Reprinted from Wallwritings
Looking back on that dark day, Jewish scholar Avi Shlaim describes its significance: "Rabin's crime was to conclude a peace agreement with the PLO, hitherto regarded as a terrorist organisation pure and simple. Few political assassinations in history achieved their aim as fully as this one."
"The assassin's aim," Shlaim wrote in the Guardian, "was to derail the Oslo peace process and to halt the transfer of territory on the West Bank to the Palestinians. And this is what happened following the return to power of the rightwing Likud party."
The killer, Amir Yigal, a law student and Jewish extremist, was tried and given a life sentence. He was 25 at the time of Rabin's murder. Rabin was 73 when he died.
Shlaim, an Iraqi-born British Israeli historian, is emeritus professor of International Relations at the University of Oxford.

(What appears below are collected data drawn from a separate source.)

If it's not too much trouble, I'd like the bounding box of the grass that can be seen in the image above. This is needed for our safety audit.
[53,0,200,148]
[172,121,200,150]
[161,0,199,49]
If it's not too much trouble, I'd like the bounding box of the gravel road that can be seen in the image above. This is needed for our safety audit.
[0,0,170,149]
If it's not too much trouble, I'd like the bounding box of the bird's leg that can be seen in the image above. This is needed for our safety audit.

Expanding his belief that "few political assassinations in history achieved their aim as fully as this one," Shlaim wrote in The Guardian: "Rabin's political legacy, in a nutshell, is that there is no purely military solution to the conflict between Israel and the Palestinians."
Rabin reached that conclusion after a long military and political career. Shlaim explains:
"When the first Palestinian intifada broke out in 1987, Rabin was defense minister in a national unity government led by the Likud. His initial order to the IDF was to "break the bones" of the demonstrators. Only gradually did it dawn on him that this was in essence a political conflict that could only be resolved by political means."

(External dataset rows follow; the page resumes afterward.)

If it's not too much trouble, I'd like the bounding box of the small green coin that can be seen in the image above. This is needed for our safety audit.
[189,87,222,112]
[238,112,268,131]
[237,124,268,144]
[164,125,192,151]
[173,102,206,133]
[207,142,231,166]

After Labor won the 1992 election, Rabin became prime minister. He worked to achieve what became "the Oslo accord of September 13, 1993 and the hesitant handshake with Yasser Arafat on the lawn of the White House."
The New Yorker called the assassination one of "history's most effective political murders."...

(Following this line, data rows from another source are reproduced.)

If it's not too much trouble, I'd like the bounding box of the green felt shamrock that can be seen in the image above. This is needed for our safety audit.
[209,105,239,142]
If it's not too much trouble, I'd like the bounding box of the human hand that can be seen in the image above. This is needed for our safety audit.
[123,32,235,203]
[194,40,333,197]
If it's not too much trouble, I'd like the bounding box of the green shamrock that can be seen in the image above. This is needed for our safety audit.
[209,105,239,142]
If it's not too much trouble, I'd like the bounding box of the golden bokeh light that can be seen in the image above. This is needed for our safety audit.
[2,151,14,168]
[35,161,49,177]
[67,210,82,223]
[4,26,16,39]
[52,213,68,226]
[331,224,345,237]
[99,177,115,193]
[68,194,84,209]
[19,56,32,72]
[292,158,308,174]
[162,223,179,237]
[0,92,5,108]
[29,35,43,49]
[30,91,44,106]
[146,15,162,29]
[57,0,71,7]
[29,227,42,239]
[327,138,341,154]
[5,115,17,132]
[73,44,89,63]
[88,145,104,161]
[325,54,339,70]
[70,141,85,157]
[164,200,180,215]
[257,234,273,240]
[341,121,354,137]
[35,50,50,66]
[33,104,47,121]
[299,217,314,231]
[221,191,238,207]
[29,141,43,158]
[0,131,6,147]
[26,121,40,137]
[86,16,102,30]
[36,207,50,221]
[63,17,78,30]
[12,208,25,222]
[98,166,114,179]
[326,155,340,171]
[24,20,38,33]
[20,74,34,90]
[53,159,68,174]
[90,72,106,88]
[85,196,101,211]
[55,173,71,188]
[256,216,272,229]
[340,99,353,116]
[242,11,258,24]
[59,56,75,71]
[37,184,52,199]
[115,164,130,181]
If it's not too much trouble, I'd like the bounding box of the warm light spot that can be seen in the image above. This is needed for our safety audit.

"Two years earlier, Rabin, setting aside a lifetime of enmity, appeared on the White House lawn with Yasir Arafat, the leader of the Palestine Liberation Organization and a former terrorist, to agree to a framework for limited Palestinian self-rule in the occupied territories; the next year, somewhat less painfully, he returned to the White House, with Jordan's King Hussein, to officially end a forty-six-year state of war.
"Within months of Rabin's death, Benjamin Netanyahu was the new Prime Minister and the prospects for a wider-ranging peace in the Middle East, which had seemed in Rabin's grasp, were dead, too. Twenty years later, Netanyahu is into his fourth term, and the kind of peace that Rabin envisaged seems more distant than ever."
Looking back, it is now apparent that Rabin's "hesitant handshake" launched an effort toward peace that demanded an Israeli leader like Rabin who truly wanted to achieve a lasting negotiated agreement.
Instead, Rabin's assassination led to the rise of successive right-wing Israeli governments that want nothing less than to have their own modern empire from the sea to the river.
The assassin of Rabin achieved his dark and destructive goal.